Small, lightweight and producing a surprisingly consistent grind; I recommend the hario skerton to anyone looking for a great grinder within the limits of a tight budget.
Positive Product Points
Most consistent hand grinder i know of.
Negative Product Points
Changing the grind is a bit of a chore.
With conical ceramic burrs and an "accidental tweak" proof nut for grind changing, this is the most consistent hand grinder I know of. Ideal for drip coffee or (my personal favorite) the siphon pot; changing the grind does however require unscrewing the handle from the armature, making it somewhat inconvenient for grind-sensitive jobs such as espresso. However, for the coffee geek who doesn't mind a bit of work, this is (to the best of my knowledge) the best grinder you can get for the price value. After a bit of messing around to set the grind for espresso, I would rate this higher than my Mazzer Luigi as far as consistency of particle size (which also means less clumping) thanks to the conical burrs and virtually no "wiggle" of the armature. (Consistency does get worse however, if the grind is a on a more coarse setting).

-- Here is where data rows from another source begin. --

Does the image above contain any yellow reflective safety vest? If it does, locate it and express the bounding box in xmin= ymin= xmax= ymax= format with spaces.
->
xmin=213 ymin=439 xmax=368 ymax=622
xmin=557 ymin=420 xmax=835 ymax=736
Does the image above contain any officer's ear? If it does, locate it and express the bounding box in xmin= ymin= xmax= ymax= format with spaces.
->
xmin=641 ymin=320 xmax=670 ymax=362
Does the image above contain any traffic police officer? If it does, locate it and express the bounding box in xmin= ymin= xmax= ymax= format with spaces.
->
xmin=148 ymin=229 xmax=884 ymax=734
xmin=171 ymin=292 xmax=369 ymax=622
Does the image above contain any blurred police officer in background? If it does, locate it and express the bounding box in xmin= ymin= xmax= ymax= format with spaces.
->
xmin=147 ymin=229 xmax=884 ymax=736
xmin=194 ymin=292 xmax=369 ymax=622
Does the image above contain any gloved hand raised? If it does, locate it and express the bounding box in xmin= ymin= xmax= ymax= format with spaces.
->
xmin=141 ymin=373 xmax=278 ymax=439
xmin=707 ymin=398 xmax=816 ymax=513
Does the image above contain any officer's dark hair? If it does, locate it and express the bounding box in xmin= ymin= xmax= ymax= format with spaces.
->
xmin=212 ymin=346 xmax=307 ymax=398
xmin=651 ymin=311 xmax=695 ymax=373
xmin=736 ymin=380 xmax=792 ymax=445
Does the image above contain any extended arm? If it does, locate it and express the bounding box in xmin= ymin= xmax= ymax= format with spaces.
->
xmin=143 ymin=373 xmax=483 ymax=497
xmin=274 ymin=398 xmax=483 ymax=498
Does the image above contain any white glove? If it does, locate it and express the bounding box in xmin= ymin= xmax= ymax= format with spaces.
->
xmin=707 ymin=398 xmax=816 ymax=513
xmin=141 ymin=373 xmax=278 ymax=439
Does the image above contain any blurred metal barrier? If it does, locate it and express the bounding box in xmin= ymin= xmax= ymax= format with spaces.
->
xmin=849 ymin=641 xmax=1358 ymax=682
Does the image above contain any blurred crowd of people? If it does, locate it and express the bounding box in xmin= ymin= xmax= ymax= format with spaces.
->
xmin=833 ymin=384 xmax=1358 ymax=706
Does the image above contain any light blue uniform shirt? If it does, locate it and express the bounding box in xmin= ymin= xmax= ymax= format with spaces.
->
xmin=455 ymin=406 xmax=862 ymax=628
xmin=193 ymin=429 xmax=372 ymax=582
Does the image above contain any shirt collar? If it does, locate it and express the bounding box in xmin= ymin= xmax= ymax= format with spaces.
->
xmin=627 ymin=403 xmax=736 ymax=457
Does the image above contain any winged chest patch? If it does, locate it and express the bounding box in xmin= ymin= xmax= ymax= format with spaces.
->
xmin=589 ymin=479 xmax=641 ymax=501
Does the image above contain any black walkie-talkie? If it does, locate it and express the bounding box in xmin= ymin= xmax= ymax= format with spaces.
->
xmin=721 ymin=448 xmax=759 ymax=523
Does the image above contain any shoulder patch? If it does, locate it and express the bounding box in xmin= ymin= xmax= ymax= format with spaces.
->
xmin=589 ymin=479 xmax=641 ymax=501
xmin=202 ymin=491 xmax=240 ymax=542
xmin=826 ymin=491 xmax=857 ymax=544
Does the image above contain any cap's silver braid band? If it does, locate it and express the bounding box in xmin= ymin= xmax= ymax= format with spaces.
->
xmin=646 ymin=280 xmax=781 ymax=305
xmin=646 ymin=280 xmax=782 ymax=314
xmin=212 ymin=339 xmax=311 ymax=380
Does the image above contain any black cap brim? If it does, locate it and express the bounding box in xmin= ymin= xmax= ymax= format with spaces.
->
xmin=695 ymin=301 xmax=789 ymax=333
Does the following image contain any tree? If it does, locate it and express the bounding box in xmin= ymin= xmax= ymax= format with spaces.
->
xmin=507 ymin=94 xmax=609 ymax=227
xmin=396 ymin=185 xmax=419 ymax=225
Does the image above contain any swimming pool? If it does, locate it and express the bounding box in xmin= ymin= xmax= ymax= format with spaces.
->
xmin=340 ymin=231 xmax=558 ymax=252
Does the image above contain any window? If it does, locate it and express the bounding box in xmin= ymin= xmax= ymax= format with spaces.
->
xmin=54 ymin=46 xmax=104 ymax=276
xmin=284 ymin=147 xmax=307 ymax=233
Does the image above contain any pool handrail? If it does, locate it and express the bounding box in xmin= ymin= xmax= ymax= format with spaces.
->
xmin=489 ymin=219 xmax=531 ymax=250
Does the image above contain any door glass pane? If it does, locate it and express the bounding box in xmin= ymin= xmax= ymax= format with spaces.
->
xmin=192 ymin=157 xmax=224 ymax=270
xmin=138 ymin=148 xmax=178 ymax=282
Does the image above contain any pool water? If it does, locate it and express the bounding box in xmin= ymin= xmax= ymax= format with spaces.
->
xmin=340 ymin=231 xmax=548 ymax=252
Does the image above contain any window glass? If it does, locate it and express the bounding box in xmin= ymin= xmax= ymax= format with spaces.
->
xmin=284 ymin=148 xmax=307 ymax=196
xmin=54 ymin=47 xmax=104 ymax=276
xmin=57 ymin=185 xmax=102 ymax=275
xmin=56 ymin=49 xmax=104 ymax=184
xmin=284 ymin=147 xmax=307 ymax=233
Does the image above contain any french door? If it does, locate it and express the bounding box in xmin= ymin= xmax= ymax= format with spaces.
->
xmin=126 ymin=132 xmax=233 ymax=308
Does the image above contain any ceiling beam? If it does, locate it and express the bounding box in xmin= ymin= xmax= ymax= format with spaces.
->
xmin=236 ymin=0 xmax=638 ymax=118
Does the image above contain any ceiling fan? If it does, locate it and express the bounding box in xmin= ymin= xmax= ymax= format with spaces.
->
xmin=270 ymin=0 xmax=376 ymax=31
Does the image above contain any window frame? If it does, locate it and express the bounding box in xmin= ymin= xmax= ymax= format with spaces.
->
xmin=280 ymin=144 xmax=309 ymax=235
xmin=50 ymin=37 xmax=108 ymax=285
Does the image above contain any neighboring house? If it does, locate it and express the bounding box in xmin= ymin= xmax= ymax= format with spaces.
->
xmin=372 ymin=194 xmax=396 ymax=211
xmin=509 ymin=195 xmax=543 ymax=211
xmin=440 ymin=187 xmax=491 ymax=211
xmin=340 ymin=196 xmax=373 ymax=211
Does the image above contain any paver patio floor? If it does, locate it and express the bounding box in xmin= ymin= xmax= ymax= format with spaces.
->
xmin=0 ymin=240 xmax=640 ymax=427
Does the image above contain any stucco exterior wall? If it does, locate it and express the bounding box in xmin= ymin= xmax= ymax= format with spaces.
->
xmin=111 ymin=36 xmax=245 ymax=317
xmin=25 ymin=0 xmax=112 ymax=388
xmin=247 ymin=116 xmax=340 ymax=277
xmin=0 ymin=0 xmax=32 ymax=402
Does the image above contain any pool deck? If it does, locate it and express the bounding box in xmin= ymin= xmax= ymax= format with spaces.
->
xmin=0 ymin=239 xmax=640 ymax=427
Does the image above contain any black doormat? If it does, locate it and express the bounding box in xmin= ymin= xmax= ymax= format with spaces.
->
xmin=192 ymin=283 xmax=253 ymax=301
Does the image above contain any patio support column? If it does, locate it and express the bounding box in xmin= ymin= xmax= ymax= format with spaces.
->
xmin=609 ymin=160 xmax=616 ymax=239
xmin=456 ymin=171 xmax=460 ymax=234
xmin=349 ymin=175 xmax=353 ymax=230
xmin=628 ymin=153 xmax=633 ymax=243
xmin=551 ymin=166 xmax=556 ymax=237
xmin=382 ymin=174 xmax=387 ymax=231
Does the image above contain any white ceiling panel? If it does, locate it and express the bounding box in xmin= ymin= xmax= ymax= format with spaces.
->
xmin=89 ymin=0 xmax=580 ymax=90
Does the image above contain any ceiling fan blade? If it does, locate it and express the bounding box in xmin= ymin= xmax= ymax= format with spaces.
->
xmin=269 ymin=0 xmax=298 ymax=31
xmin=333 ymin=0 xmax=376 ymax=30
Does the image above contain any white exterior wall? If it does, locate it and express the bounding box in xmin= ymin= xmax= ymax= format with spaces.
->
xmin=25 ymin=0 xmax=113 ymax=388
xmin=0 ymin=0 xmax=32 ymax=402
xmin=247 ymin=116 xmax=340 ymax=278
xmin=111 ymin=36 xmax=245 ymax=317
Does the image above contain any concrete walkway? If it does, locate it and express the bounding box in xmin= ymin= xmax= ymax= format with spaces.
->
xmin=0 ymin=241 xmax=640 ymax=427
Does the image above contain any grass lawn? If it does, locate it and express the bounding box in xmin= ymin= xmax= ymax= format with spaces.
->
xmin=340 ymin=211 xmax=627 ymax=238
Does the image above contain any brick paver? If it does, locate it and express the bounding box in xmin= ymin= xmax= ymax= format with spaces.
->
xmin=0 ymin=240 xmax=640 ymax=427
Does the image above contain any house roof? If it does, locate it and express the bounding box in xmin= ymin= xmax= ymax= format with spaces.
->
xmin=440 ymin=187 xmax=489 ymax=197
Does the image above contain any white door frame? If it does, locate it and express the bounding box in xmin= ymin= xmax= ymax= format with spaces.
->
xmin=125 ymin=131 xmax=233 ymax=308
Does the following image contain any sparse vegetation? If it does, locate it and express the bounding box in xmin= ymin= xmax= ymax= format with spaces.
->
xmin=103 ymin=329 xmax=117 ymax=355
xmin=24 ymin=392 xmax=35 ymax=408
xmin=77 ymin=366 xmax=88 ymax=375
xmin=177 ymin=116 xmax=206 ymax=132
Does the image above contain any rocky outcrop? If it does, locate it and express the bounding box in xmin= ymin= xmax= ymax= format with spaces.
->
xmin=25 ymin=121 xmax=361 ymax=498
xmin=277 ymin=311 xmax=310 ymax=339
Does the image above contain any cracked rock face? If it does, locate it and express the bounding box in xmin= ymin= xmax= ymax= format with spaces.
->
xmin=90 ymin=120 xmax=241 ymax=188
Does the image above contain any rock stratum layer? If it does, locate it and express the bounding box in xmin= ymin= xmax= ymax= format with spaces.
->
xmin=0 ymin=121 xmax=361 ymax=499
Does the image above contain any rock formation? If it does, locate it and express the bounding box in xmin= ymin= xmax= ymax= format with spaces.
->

Interestingly, the Hario Skerton does not come equipped with a cover for the bean hopper which can (if you grind like me) lead to a few spills. There are however, several creative ideas online for making your own. Last but not least, this small grinder can take quite a beating for having glass parts. The hopper is made of flexible plastic and although the grind reservoir is glass, it is built very thick. I have dropped this grinder on ceramic tile on more than one occasion with no damage done.
Purchased from amazon, the price for this thing is great. $36.00 is cheap even for a steel-burred hand grinder, let alone a ceramic one.